Écrire un roman c’est déjà en soi une redoutable expérience ;
un pan entier de l’existence consacré à cette folie qui vous
plonge dans un univers qui échappe au réel. Vous vivez, accompagné
en permanence par des personnages de fiction, des êtres que vous
avez créés et qui vous deviennent parfois plus présents, plus
intimes, plus importants peut-être que vos proches. Ils habitent vos
jours, hantent vos nuits, peuplent vos songes.
Voilà
qui devrait suffire à plus d’un titre mais eux, ils ne se
contentèrent pas de vivre cette plongée dans l’imaginaire. Ils
ajoutèrent une difficulté de plus, un obstacle de taille, une
impossibilité qu’ils désirèrent apprivoiser : ils
voulaient écrire ce roman à deux. C’eût été bien trop simple
de l’écrire seul, de se mettre en accord uniquement avec soi-même
et ces maudits personnages qui n’en font souvent qu’à leur tête,
qui s’accordent des privautés, s’octroient des libertés.
Non
seulement ils avaient à mener de longs palabres avec leurs
personnages mais en plus, il leur fallait se mettre en accord,
harmoniser des univers très dissemblables, des références
distinctes et des langues en décalage l’une de l’autre. Car de
plus, ils n’étaient pas les mêmes, mais bien au contraire, si
différents l’un de l’autre que travailler de concert devenait un
impensable défi. Elle lui apporta l’intrigue, les personnages, les
rebondissements, elle qui avait déjà écrit un roman alors que lui
s’en pensait incapable. Elle voulait qu’il soit à ses côtés.
Elle
lui a offert son univers sur un plateau, n’attendant de lui qu’un
regard distancié et un lexique qui n’était pas le sien. Il a été
émerveillé par sa faculté à créer des personnages, des vies
qu’elle lui a confiées pour qu’il y glisse sa sensibilité. Elle
lui a permis de s’immiscer dans son monde intérieur et parfois, il
est venu avec ses gros sabots, sans nuance avec ce sentiment de
supériorité qui l’agace tant chez lui.
Elle
a accepté presque toutes ses remarques ; elle a tenu bon pour
avancer ses pions : ses personnages qui sortaient d’elle, qui
étaient nés en elle. Il mit beaucoup de temps pour comprendre à
quel point c’était une naissance qui se déroulait sous ses yeux.

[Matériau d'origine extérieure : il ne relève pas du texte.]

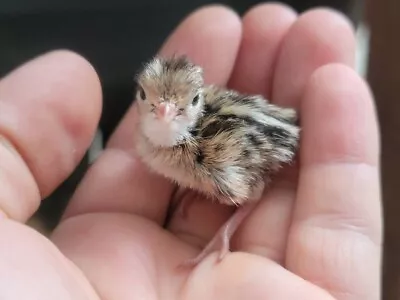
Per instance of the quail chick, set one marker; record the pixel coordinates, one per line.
(218, 142)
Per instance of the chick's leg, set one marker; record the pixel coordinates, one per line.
(221, 240)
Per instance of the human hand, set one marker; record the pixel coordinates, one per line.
(316, 235)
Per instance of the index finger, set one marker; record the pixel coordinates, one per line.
(335, 237)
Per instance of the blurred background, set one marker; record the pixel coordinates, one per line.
(111, 35)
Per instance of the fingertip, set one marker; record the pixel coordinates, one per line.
(339, 118)
(210, 36)
(333, 24)
(319, 36)
(269, 10)
(51, 106)
(264, 28)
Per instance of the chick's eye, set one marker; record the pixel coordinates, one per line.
(142, 94)
(195, 100)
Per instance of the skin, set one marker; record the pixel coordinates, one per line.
(319, 228)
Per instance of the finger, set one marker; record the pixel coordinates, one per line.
(304, 48)
(264, 28)
(319, 37)
(120, 182)
(335, 237)
(49, 109)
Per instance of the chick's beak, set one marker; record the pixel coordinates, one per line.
(165, 111)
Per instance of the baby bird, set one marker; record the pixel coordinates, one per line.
(216, 141)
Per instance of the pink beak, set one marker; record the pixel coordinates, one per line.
(165, 111)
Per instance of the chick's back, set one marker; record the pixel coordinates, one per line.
(240, 141)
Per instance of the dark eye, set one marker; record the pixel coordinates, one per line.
(195, 100)
(142, 94)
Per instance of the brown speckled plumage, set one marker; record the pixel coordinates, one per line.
(234, 145)
(219, 142)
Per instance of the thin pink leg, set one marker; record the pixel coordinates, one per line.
(183, 202)
(223, 236)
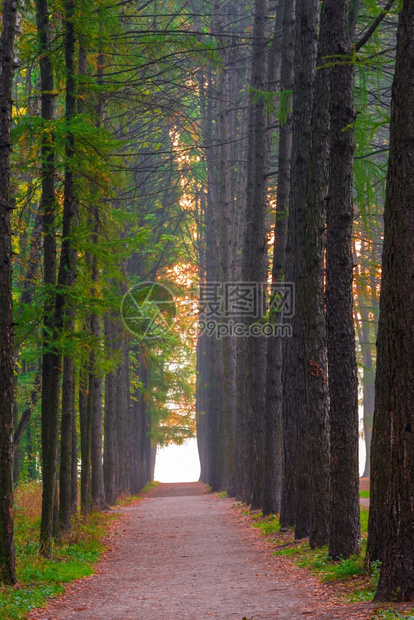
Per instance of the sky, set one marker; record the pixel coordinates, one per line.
(181, 463)
(178, 463)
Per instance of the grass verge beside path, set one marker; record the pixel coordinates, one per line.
(350, 579)
(73, 557)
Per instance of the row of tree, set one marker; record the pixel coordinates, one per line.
(226, 144)
(92, 204)
(278, 422)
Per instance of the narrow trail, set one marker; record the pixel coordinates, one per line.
(182, 554)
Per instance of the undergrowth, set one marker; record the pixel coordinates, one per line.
(40, 579)
(355, 580)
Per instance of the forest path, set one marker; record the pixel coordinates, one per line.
(183, 554)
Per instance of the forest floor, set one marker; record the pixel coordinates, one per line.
(181, 553)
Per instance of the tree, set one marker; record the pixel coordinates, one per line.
(343, 382)
(273, 455)
(295, 509)
(7, 39)
(394, 383)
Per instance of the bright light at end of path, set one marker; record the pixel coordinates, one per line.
(178, 463)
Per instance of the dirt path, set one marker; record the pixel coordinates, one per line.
(181, 554)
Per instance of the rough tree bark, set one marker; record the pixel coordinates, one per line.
(7, 556)
(110, 438)
(295, 506)
(343, 382)
(65, 472)
(50, 362)
(315, 361)
(273, 459)
(66, 275)
(394, 407)
(251, 363)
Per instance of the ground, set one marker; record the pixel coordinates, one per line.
(181, 553)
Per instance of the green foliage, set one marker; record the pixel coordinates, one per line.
(363, 580)
(40, 579)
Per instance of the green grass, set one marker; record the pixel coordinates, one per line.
(390, 614)
(361, 581)
(73, 557)
(40, 579)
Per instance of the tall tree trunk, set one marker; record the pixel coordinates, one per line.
(110, 438)
(66, 276)
(74, 472)
(7, 557)
(96, 386)
(343, 382)
(272, 480)
(394, 406)
(85, 436)
(251, 370)
(65, 472)
(295, 509)
(315, 362)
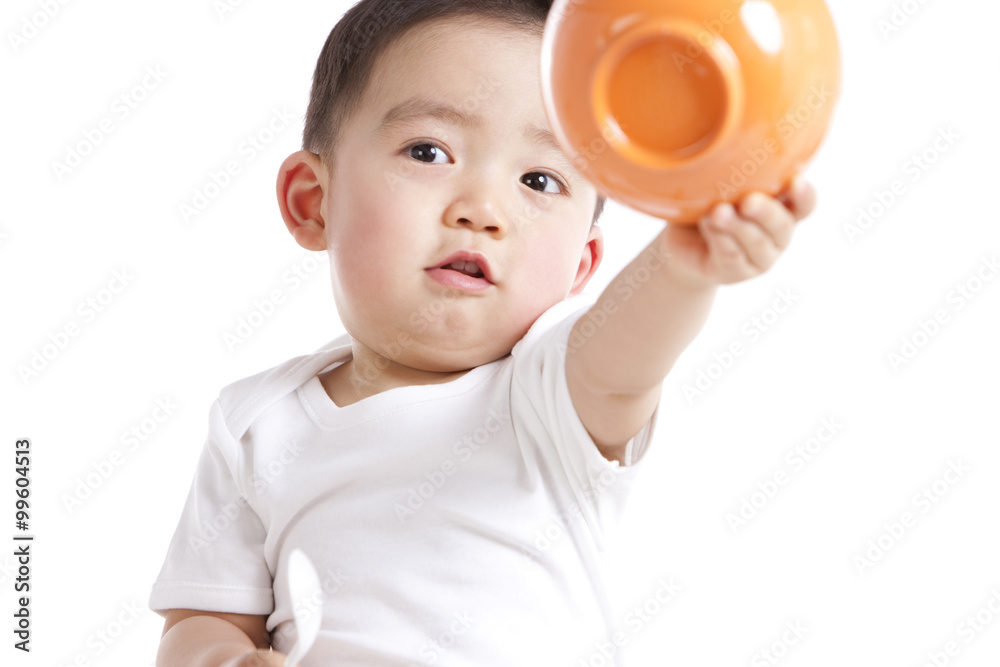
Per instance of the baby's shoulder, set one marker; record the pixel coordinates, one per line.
(242, 401)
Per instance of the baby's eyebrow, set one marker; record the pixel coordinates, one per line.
(418, 107)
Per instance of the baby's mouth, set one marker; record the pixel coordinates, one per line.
(466, 267)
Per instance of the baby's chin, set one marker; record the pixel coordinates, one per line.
(452, 359)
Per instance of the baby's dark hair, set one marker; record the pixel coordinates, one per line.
(345, 64)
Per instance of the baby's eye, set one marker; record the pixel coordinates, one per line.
(428, 153)
(543, 183)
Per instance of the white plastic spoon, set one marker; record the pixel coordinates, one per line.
(307, 604)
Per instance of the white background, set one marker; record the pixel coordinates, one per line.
(161, 338)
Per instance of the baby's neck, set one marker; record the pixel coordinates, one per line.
(368, 373)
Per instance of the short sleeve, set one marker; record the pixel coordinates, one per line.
(544, 415)
(215, 561)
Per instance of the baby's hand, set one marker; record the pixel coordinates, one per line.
(734, 244)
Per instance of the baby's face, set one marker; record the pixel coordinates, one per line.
(451, 152)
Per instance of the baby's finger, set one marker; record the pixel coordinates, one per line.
(726, 254)
(771, 215)
(799, 198)
(758, 245)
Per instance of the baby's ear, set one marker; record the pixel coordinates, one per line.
(301, 186)
(590, 259)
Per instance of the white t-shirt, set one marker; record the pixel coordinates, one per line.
(461, 523)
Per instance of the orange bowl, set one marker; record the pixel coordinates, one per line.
(671, 106)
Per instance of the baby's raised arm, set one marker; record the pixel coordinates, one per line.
(193, 638)
(620, 351)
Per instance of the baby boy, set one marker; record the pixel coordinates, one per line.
(454, 465)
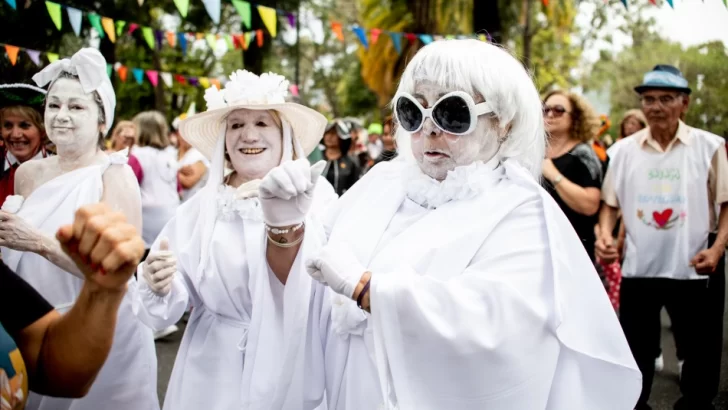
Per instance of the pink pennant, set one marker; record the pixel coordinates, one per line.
(153, 77)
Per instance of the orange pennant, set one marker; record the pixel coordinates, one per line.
(338, 30)
(172, 38)
(122, 71)
(12, 53)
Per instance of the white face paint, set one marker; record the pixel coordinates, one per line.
(254, 143)
(71, 117)
(437, 151)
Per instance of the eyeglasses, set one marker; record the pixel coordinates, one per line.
(556, 110)
(664, 100)
(455, 113)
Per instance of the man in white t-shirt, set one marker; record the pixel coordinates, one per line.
(667, 179)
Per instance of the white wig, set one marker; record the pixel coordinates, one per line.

Il était trop focalisé sur la forme au début, pour appréhender la
force de ce cadeau. Petit à petit, il comprit enfin à quel point
elle lui faisait confiance pour faire grandir cet enfant qui était
d’abord le sien.
Elle,
la jeune femme, née en Bretagne, partie aux antipodes, femme de
l’oral et des radios périphériques, lui, le vieil homme, né en
bord de Loire, n’ayant jamais quitté sa rivière, homme de l’écrit
et des radios de service public. Elle, libérée et insouciante,
évoquant sans honte les choses de la vie sur les ondes ainsi que
dans son premier roman ; lui, complexé et inquiet, voulant
changer le monde sans jamais s’y colleter vraiment.
Leurs
langues sont à elles seules deux univers, deux époques, deux
générations en opposition. Chez elle, il y a la fluidité d’une
écriture qui puise son essence dans les dialogues de la vie
quotidienne, dans la manière de s’exprimer sur les réseaux
sociaux en simplifiant les mots, en contractant la pensée. Lui, tout
au contraire, use d’un lexique obsolète, de tournures
poussiéreuses, de mots alambiqués et de phrases qui n’en
finissent pas.
Il
leur fallut vivre ce choc, ce carambolage sémantique. L’un, puis
l’autre, devant faire des concessions, découvrant qu’il fallait
de tout pour créer un univers cohérent, riche et complexe. Elle dût
amadouer des mots qu’elle n’avait jamais prononcés ; il dut
découvrir la simplicité et l’authenticité. Ils devaient faire un
pas l’un vers l’autre dans ce domaine quand, dans bien d’autres,
ils étaient si différents.
Le
plus délicat fut sans doute de dompter les scènes d’intimité.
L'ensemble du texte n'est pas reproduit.